Almost already made it to Wednesday! This week is flying for me. I hope everyone is having a great week so far.
These last two days in the Hamptons have been pretty awesome. Considering last week, I’m so relieved how well things are going.
So far, I’ve done a lot of lounging by the pool, healthy cooking and eating, and some fun and different workouts. Pretty great week of work, in my book. Truth be told, for a while now, I have been hoping this vacation with the family would be a great close to my time at this job. Obviously, I’m not even sure if I will be leaving this job, but ever since I got asked to join them on their vacation, I couldn’t help but think about what a perfect closing this would be. Who knows? If nothing else, it certainly has gotten things back to “normal” after I ripped the Band-Aid last week.
You may remember at the beginning of August, I wrote a post about Gracie’s Kick the Habit campaign, and now there is only one day remaining in August and it’s time to reflect.

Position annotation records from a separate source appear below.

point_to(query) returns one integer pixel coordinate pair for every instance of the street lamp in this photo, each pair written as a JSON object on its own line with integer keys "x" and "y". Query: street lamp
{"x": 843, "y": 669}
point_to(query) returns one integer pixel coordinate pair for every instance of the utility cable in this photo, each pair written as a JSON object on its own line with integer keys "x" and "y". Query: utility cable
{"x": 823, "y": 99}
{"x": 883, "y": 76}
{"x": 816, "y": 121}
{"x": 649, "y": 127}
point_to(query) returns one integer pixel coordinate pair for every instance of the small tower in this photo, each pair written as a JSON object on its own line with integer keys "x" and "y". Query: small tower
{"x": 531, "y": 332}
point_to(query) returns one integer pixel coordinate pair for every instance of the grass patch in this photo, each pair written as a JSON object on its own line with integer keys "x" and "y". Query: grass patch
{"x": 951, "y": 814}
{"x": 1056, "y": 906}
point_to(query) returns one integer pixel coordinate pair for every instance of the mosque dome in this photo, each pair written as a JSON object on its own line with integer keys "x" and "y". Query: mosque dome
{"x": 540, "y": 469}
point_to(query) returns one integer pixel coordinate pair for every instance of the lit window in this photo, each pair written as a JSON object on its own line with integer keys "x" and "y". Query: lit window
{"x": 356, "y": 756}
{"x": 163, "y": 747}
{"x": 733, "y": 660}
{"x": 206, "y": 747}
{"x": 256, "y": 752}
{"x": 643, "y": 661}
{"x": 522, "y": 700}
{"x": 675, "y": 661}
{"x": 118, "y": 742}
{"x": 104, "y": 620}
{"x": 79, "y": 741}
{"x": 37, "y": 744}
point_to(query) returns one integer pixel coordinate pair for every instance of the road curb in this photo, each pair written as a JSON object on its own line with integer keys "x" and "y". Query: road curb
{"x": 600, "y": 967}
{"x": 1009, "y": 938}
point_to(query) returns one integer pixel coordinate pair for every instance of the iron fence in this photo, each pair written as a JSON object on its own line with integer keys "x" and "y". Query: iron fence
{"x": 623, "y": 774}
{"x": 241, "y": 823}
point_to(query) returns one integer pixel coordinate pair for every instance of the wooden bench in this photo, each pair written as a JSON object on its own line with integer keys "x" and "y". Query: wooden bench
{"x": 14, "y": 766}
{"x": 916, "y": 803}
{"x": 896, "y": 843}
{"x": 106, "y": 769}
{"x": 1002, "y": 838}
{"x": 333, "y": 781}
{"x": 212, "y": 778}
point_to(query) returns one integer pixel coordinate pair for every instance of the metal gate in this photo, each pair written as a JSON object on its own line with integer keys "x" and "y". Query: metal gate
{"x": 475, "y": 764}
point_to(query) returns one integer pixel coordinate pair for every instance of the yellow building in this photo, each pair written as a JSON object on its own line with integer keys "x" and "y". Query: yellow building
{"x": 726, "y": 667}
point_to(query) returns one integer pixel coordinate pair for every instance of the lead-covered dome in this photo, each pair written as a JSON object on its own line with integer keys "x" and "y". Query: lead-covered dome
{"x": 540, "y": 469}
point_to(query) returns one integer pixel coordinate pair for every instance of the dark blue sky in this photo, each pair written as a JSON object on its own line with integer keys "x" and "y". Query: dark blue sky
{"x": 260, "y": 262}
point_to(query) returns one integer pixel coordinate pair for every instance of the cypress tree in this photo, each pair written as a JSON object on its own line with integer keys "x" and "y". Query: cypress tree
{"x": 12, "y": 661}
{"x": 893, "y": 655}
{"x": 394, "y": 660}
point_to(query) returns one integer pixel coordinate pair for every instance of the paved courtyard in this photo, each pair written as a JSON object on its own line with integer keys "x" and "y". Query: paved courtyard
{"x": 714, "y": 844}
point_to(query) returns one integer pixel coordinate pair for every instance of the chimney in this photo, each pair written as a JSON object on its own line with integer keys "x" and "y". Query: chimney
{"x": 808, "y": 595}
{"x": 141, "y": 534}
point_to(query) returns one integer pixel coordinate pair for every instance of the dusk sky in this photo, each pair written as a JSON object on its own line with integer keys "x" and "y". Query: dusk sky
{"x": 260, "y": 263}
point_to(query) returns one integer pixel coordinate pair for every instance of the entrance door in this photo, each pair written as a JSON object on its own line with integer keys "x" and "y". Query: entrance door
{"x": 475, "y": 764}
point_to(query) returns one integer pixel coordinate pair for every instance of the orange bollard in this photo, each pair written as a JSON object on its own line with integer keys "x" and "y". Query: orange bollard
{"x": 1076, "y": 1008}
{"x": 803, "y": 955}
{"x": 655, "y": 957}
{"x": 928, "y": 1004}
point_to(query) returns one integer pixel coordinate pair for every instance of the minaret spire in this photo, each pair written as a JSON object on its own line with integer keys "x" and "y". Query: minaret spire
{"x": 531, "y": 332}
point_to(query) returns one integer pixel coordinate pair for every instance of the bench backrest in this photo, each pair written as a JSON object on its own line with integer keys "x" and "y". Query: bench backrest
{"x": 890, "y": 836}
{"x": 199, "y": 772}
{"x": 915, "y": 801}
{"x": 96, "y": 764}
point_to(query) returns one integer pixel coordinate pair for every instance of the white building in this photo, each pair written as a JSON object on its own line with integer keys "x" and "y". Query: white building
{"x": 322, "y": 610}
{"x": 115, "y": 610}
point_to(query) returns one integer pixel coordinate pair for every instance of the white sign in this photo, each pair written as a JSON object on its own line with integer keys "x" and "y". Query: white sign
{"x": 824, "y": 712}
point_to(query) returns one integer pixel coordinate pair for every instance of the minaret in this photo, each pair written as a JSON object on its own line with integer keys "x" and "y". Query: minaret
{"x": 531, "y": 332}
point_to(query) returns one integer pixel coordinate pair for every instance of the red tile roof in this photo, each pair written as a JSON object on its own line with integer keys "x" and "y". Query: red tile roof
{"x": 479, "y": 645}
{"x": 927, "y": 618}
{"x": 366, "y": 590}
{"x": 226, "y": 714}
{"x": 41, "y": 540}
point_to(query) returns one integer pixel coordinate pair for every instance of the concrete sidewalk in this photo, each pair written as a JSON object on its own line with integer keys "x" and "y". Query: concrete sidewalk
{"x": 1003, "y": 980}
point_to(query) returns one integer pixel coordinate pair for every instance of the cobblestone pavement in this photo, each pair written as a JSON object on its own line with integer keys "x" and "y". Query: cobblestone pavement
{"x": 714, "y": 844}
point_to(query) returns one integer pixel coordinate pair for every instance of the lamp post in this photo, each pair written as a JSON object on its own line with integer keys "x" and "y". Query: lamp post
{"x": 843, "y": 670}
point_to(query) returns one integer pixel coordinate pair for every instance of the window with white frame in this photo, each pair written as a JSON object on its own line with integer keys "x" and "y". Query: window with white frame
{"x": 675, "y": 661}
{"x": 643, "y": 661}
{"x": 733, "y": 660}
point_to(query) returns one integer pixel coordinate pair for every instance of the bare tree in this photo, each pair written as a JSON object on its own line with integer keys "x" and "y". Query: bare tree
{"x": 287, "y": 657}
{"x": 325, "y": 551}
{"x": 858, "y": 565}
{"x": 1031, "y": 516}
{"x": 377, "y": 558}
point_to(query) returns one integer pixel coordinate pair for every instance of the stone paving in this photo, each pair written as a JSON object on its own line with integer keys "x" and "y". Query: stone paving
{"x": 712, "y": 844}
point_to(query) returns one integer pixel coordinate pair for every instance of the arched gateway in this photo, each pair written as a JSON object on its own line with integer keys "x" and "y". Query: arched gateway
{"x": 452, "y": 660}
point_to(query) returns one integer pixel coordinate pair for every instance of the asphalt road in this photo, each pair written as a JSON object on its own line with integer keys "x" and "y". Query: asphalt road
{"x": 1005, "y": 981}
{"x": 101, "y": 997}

For my part in the campaign, I wanted to work on having more self-respect, and continue on my path to healthy eating. For me, this means not trying to over-control what I eat to the point where I lose control and end up binging on something I would not even eat normally. It also means respecting myself enough to want to take care of myself and do things that make me happy, rather than just feeling like I am “getting through my day.”
So, how did it go?
Well, August was a crazy month. I was still on vacation until August 10th, and that made kicking my habit easy. In Hawaii it was really easy for me to eat well, to exercise (for fun!), to feel good about myself, and to feel confident that I am exactly where I want (and am supposed) to be in my life right now.

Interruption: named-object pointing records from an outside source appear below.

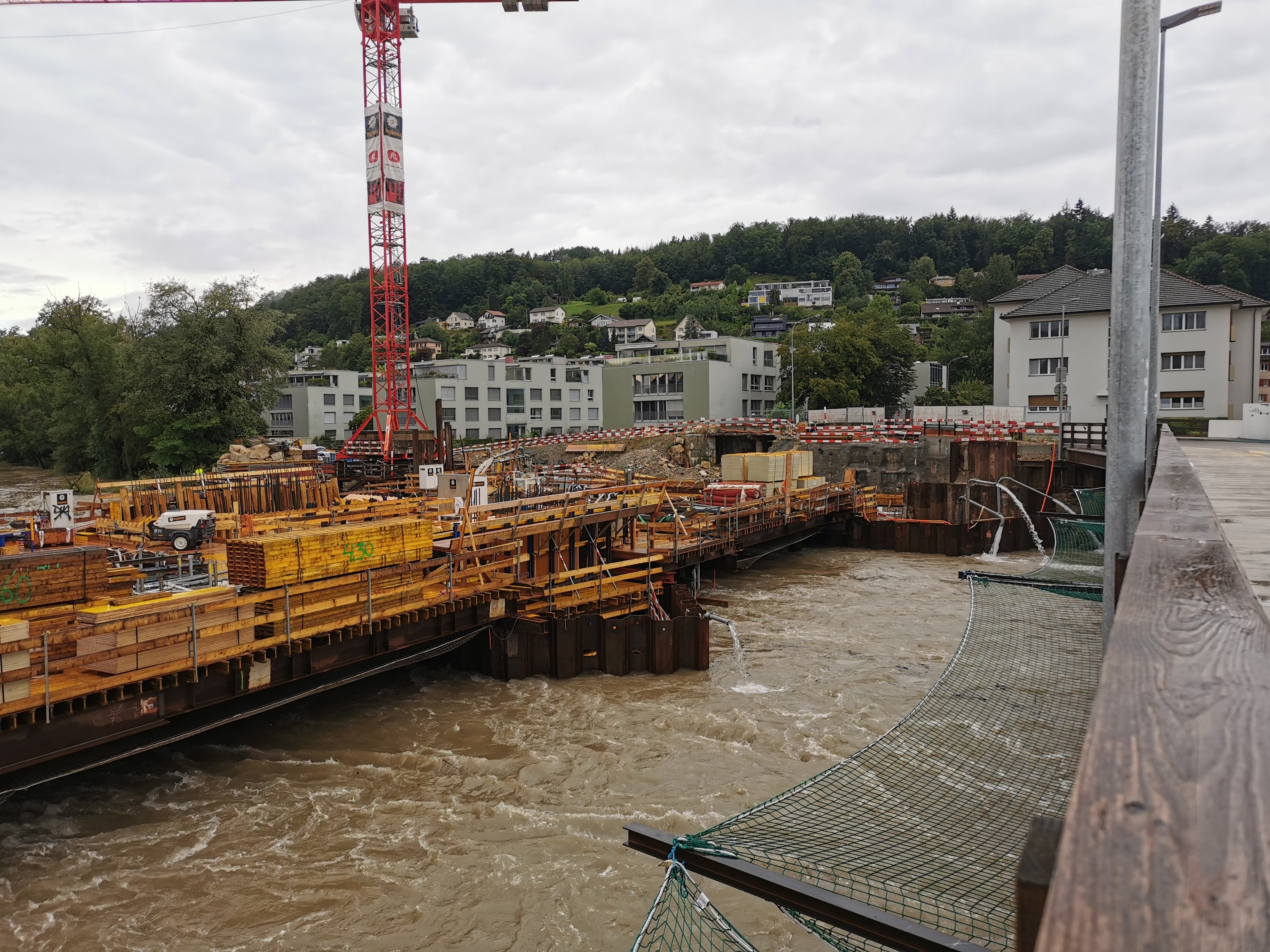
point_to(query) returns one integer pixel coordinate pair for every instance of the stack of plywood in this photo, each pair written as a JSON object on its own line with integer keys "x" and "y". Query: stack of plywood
{"x": 53, "y": 577}
{"x": 270, "y": 562}
{"x": 14, "y": 662}
{"x": 119, "y": 626}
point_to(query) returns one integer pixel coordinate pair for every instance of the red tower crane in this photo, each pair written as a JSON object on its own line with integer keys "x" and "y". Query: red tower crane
{"x": 384, "y": 25}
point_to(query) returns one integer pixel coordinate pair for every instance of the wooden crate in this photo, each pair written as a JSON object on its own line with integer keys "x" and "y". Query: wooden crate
{"x": 53, "y": 577}
{"x": 288, "y": 559}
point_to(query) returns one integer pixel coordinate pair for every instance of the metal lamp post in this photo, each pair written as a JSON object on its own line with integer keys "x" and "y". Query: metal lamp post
{"x": 1166, "y": 25}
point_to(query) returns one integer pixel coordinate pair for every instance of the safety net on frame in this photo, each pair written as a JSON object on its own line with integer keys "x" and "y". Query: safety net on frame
{"x": 927, "y": 822}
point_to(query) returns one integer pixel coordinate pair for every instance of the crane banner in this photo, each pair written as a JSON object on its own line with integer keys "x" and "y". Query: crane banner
{"x": 385, "y": 173}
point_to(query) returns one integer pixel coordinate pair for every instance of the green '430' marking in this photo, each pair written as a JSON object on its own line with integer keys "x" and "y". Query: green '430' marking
{"x": 16, "y": 589}
{"x": 359, "y": 552}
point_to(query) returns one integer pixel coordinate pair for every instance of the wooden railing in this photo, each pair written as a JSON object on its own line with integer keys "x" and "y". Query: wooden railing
{"x": 1166, "y": 840}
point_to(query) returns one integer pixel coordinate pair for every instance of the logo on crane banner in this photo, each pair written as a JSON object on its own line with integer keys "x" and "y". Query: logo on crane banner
{"x": 385, "y": 174}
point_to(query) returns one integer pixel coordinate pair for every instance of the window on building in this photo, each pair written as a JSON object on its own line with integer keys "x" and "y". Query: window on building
{"x": 1183, "y": 400}
{"x": 658, "y": 411}
{"x": 658, "y": 384}
{"x": 1043, "y": 404}
{"x": 1044, "y": 366}
{"x": 1051, "y": 329}
{"x": 1187, "y": 320}
{"x": 1183, "y": 362}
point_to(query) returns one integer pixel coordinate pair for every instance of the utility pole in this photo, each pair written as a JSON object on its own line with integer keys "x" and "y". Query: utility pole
{"x": 1131, "y": 286}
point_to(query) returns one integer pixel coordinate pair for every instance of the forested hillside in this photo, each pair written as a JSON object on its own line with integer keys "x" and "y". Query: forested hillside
{"x": 337, "y": 306}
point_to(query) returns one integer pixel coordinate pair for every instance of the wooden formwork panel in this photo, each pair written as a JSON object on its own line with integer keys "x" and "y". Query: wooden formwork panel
{"x": 270, "y": 562}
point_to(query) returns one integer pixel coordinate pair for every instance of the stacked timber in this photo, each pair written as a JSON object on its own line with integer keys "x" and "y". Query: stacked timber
{"x": 53, "y": 577}
{"x": 271, "y": 562}
{"x": 160, "y": 630}
{"x": 14, "y": 662}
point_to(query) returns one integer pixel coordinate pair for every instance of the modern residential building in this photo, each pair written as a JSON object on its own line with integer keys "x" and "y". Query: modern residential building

Then I came back to NYC, hit the ground running with work, fell into the same work problems with no/late payment, uncertain hours, etc. and had a really hard time remembering all of the goals I had in Hawaii. I had a hard time remembering the “Hawaiian mindset” of simply being comfortable with where I am right now.

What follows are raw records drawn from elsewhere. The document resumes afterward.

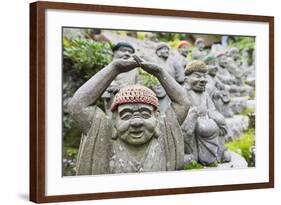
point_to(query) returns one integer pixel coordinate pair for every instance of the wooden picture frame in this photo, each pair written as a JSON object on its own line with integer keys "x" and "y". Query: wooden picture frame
{"x": 38, "y": 88}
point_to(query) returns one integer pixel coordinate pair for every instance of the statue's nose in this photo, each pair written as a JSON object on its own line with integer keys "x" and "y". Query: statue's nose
{"x": 203, "y": 80}
{"x": 136, "y": 122}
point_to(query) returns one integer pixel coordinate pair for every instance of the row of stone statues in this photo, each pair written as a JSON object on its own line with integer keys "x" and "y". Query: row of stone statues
{"x": 160, "y": 129}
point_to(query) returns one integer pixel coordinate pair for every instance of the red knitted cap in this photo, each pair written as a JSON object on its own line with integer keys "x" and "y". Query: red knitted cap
{"x": 135, "y": 94}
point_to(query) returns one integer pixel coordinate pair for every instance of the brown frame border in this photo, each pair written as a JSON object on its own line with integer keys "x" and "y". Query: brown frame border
{"x": 37, "y": 100}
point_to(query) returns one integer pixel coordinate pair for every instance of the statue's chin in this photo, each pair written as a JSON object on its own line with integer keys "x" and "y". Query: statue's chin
{"x": 136, "y": 139}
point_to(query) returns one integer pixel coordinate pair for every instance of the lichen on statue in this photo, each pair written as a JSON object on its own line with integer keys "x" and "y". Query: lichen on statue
{"x": 129, "y": 140}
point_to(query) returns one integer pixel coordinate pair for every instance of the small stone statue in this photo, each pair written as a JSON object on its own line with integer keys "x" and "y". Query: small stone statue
{"x": 180, "y": 61}
{"x": 198, "y": 52}
{"x": 135, "y": 137}
{"x": 121, "y": 50}
{"x": 204, "y": 127}
{"x": 216, "y": 89}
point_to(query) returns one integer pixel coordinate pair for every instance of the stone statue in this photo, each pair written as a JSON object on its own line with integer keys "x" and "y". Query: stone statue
{"x": 198, "y": 52}
{"x": 180, "y": 60}
{"x": 204, "y": 127}
{"x": 121, "y": 50}
{"x": 216, "y": 89}
{"x": 232, "y": 84}
{"x": 163, "y": 51}
{"x": 135, "y": 137}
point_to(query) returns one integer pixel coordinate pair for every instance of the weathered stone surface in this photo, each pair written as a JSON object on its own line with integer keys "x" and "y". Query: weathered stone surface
{"x": 134, "y": 137}
{"x": 238, "y": 104}
{"x": 204, "y": 127}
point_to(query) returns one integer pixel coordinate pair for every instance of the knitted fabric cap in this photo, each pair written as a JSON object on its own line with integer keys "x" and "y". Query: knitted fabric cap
{"x": 196, "y": 66}
{"x": 135, "y": 94}
{"x": 198, "y": 40}
{"x": 182, "y": 43}
{"x": 161, "y": 45}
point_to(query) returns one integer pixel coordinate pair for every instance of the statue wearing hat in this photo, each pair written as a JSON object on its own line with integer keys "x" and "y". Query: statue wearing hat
{"x": 204, "y": 127}
{"x": 121, "y": 50}
{"x": 135, "y": 137}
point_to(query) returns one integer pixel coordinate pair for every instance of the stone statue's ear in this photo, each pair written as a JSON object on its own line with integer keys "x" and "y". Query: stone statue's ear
{"x": 157, "y": 129}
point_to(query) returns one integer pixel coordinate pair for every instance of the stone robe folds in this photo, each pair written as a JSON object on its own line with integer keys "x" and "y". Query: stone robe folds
{"x": 204, "y": 138}
{"x": 100, "y": 153}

I did miss many days of workouts in the two weeks in August right after I got back from Hawaii. I lost sleep. I was stressed and unhappy.
But I managed to keep it together. The workouts I did miss did not feel like chores, like something I had to do because I ate too much. Or ate the wrong thing. Like in Hawaii, I still looked forward to my workouts, and felt good while doing them, rather than clock-watching.
Also, I am starting to consistently feel good enough about myself, like I deserve to be happy, that I managed to do something for myself when I told my employers that I was considering leaving. By telling them that if I do so, it is because I need to do something for myself.
I always tell other people “if you don’t like something in your life, change it. Only you can create the life you want, the life you believe you deserve.” And yet do I ever follow my own advice? I went through a 5 year slump where I certainly didn’t follow that advice, but now I AM. And Kick the Habit has helped me hone in on how I am going to do that by creating new habits that will last a lifetime.
Looking back, it seems hard to believe that it has only been a month since I first wrote my Kick the Habit post. Between Hawaii, coming back to NYC, working long hours, telling my employers that I wanted to leave (and the response I got in return), and now being on vacation in the Hamptons with them, this month has been an incredible whirlwind.
It has been a good month, though. In fact, I feel like it has been the month where I moved forward by the greatest leaps and bounds. Between coming to certain realizations about myself due to my relaxed state while in Hawaii, facing confrontation with an employer, and taking the first steps toward creating a life I want to live (by working on changing/removing the biggest stressor in my life-my current job) I have a had a very successful month kicking my self-destructive habits of self-criticism and disordered eating.
I cannot wait for September. Not only is fall my favortite season, but I feel like I’m really starting to figure things out. I feel like I am in fact creating a new me, not just getting the old me back.
Slowly but surely, my new habits of self-confidence, caring about myself enough to want to take charge of my life, and respecting myself (and my body) are being created and solidified. I am creating habits that will last a lifetime.
Thank you Gracie, and Freely Be girls, you have certainly helped me focus my goals toward moving forward.